Ma non siamo impazziti e non saremmo qui a parlarne se non fosse che nelle grigie e austere stanze dell' Unesco - l' organizzazione delle Nazioni Unite che si occupa di educazione, scienza e cultura - hanno pubblicato uno studio che le mette in croce in quanto foriere di stereotipi di genere. Troppo sottomesse e gentili, esageratamente civettuole, disponibili solo toccando un pulsante, zitte e prone quando l' incauto umano impila domande inopportune e allusive, dicono all' Onu.

 

 Secondo la direttrice per l' Uguaglianza di genere «sono macchine obbedienti e cortesi che fingono di essere donne entrando nelle nostre case, auto, uffici» e che potrebbero inculcare nei bambini che le ascoltano una visione misogina del mondo.
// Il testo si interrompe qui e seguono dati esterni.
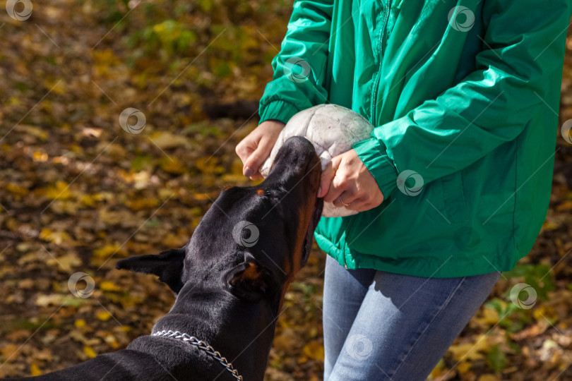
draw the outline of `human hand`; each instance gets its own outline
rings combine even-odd
[[[376,179],[354,150],[332,159],[322,172],[318,197],[358,212],[373,209],[383,201]]]
[[[262,179],[258,169],[270,156],[285,126],[280,121],[265,121],[237,145],[235,151],[242,160],[244,176],[251,180]]]

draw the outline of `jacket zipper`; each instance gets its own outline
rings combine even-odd
[[[389,21],[389,13],[391,11],[391,0],[388,0],[387,7],[386,8],[386,14],[383,16],[383,23],[381,25],[381,35],[379,37],[379,69],[378,70],[377,74],[376,75],[376,80],[374,83],[374,96],[371,97],[371,105],[370,109],[371,110],[371,123],[375,124],[376,121],[374,120],[375,118],[375,112],[376,112],[376,107],[377,104],[377,87],[378,84],[379,83],[379,77],[381,76],[381,63],[383,62],[383,39],[386,37],[386,30],[387,29],[387,24]],[[355,219],[357,217],[352,216],[352,220],[347,224],[347,227],[345,229],[345,237],[347,238],[348,236],[350,235],[350,232],[353,230],[354,226],[355,225]],[[347,244],[347,239],[346,239],[346,244]],[[343,253],[343,259],[344,259],[344,267],[346,269],[347,268],[347,264],[345,262],[345,250],[344,250]]]
[[[391,11],[391,0],[388,0],[386,14],[383,16],[383,23],[381,25],[381,35],[379,37],[379,69],[376,75],[376,81],[374,83],[374,96],[371,97],[371,123],[375,124],[376,109],[377,108],[377,89],[381,75],[381,64],[383,61],[383,40],[386,37],[387,24],[389,21],[389,13]]]

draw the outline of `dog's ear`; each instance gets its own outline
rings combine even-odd
[[[253,259],[232,269],[224,279],[232,294],[252,302],[271,292],[275,283],[270,273]]]
[[[175,294],[183,287],[182,272],[185,248],[171,249],[158,255],[140,255],[117,262],[117,269],[155,274],[159,280],[171,287]]]

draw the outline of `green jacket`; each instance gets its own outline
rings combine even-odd
[[[350,269],[434,277],[526,255],[550,196],[570,2],[294,1],[261,121],[359,113],[376,128],[354,149],[385,195],[322,218],[320,247]]]

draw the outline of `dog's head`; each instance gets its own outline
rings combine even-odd
[[[175,294],[192,281],[247,301],[275,301],[310,254],[323,205],[321,173],[311,143],[290,138],[266,179],[223,191],[186,246],[122,260],[117,268],[158,275]]]

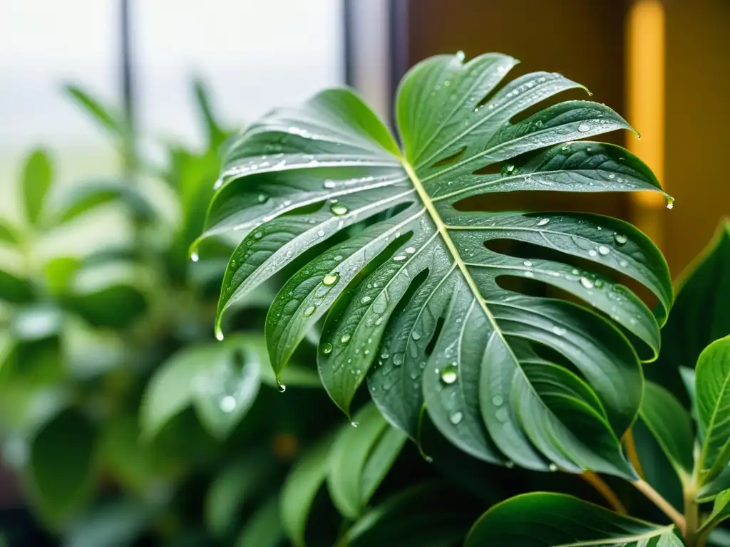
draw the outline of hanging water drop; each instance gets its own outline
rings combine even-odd
[[[441,381],[444,384],[453,384],[456,381],[456,367],[453,365],[447,365],[441,373]]]
[[[322,279],[322,284],[323,285],[326,285],[327,287],[331,287],[335,283],[337,283],[338,281],[339,281],[339,274],[337,274],[337,273],[329,274],[325,276],[324,279]]]

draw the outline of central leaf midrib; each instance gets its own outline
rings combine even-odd
[[[441,215],[439,214],[439,212],[437,211],[436,206],[434,205],[434,203],[431,199],[431,196],[429,195],[428,193],[426,191],[426,188],[423,187],[423,183],[420,182],[418,176],[413,170],[413,167],[408,163],[408,160],[403,158],[401,161],[403,163],[403,168],[408,174],[408,177],[411,179],[411,183],[413,185],[413,187],[415,188],[416,193],[418,194],[418,197],[420,198],[420,201],[423,203],[423,206],[426,207],[426,210],[428,211],[429,215],[431,217],[431,220],[433,220],[434,224],[436,226],[437,231],[441,236],[441,238],[444,241],[444,244],[446,245],[447,249],[449,249],[449,252],[451,253],[451,256],[453,257],[454,261],[456,263],[456,265],[458,266],[458,269],[461,271],[461,275],[464,276],[464,280],[466,282],[466,284],[472,290],[472,293],[474,295],[474,298],[476,298],[479,301],[479,305],[481,306],[484,314],[487,316],[487,319],[489,320],[489,322],[491,323],[494,330],[499,333],[500,337],[502,337],[502,331],[499,329],[499,326],[497,325],[496,319],[494,319],[494,316],[492,315],[492,312],[487,307],[487,304],[484,301],[484,298],[482,297],[482,292],[479,290],[477,282],[472,276],[472,274],[469,272],[469,267],[466,265],[466,263],[464,261],[464,259],[461,258],[461,255],[458,252],[458,249],[456,249],[456,245],[454,244],[453,240],[449,235],[448,230],[446,228],[446,224],[444,222],[443,220],[442,220]]]

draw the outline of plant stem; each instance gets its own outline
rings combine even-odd
[[[672,519],[672,521],[675,523],[682,533],[684,533],[685,528],[686,527],[684,516],[675,509],[671,503],[661,497],[661,494],[659,494],[659,492],[655,490],[652,486],[649,484],[649,483],[643,479],[634,481],[631,483],[631,484],[633,484],[636,489],[639,490],[639,492],[650,500],[655,505],[662,511],[665,515],[669,517],[669,519]]]
[[[626,511],[626,508],[624,507],[621,500],[618,499],[618,496],[616,493],[611,489],[611,487],[607,484],[601,477],[594,473],[593,471],[583,471],[580,476],[583,478],[585,482],[590,484],[591,486],[595,488],[598,492],[604,497],[608,505],[616,511],[620,515],[627,515],[629,514]]]
[[[634,469],[639,473],[639,477],[645,478],[644,469],[642,468],[641,462],[639,460],[639,453],[637,451],[636,442],[634,441],[634,430],[631,427],[623,435],[623,446],[626,449],[629,461],[631,462]]]

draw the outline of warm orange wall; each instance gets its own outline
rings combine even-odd
[[[664,252],[672,274],[730,215],[730,1],[666,0]]]

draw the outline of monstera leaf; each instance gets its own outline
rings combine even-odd
[[[401,147],[347,89],[274,110],[232,141],[201,238],[240,241],[218,337],[231,303],[294,263],[266,320],[277,374],[326,314],[318,365],[345,413],[366,380],[413,438],[425,406],[452,443],[488,462],[633,478],[618,438],[641,400],[637,352],[656,354],[672,304],[661,255],[616,219],[461,202],[661,187],[626,150],[575,140],[630,128],[610,108],[570,101],[526,116],[582,86],[537,72],[499,87],[516,63],[457,55],[416,66],[396,103]],[[504,240],[529,256],[493,249]],[[656,314],[610,271],[651,291]],[[505,278],[555,288],[531,295]]]

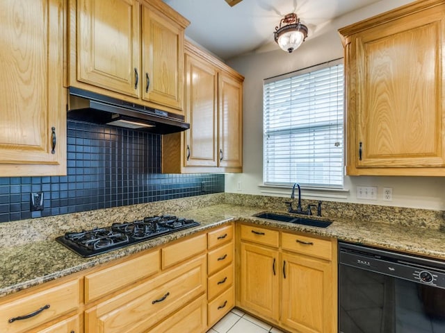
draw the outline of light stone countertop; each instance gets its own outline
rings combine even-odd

Anche quando l' ordine viene impartito con ostilità si mostrano disponibili. La conclusione pare persino ovvia: a forza di sentire voci soavi che dicono buongiorno, buonasera, grazie, prego, e magari mi dispiace, vuoi non finire col considerare tutte le donne così?

 

alexa l intelligenza artificiale di amazon echo

Succubi, schiave, accondiscendenti? E gli uomini tutti potenziali tiranni? Nessuno lo penserebbe, l' Unesco sì. In fondo, dicono, l' assistente vocale è concepita per lo più da cervelli maschili.

 

UNA LUCETTA

Insomma, a seguire il ragionamento di queste menti illuminate, basta pigiare Alexa e attendere la lucetta rossa dell' avvio per sentirsi già potenzialmente in colpa verso il mondo femminile. Se poi le si nega il buongiorno e le si chiede di fissare la sveglia alle sette si rischia di sfiorare la molestia. E chissà cosa direbbero se sentissero le voci femminili dei navigatori che invitano a svoltare a destra tra venti metri e tu te ne sbatti e giri a sinistra.

 

Forse dalle parti dell' Onu preferirebbero intelligenze artificiali con insulto incorporato o inviti pacati del tipo: vai avanti cretino. Siamo seri. Le assistenti vocali sono una bella trovata della tecnologia, un aiuto nella vita quotidiana e nulla più. Non saranno loro a cambiare il mondo o a indurre una visione maschilista nei ragazzini moderni, a quello ci pensano semmai pessimi genitori ed educatori incompetenti.

 

CORTANA

Due dati: 3 italiani su 4 userebbero volentieri l' assistente vocale, il 60% di loro per controllare i sistemi di domotica (per es spegnere-accendere le luci di casa). Il resto per ascoltare la musica, per fare ricerche on line o avere in due minuti la ricetta della pastiera napoletana. Ma nessuno l' ha mai desiderata per soddisfare la propria sete di comando o poter pensare di schiavizzare qualcuno.

 

E per dirla tutta: queste assistenti moderne non sono così servili come si pensa. A domanda: Alexa sei stupida? Lei risponde garbata: stupido è chi lo fa. Un dolce modo per mandarti a quel paese. Con un clic.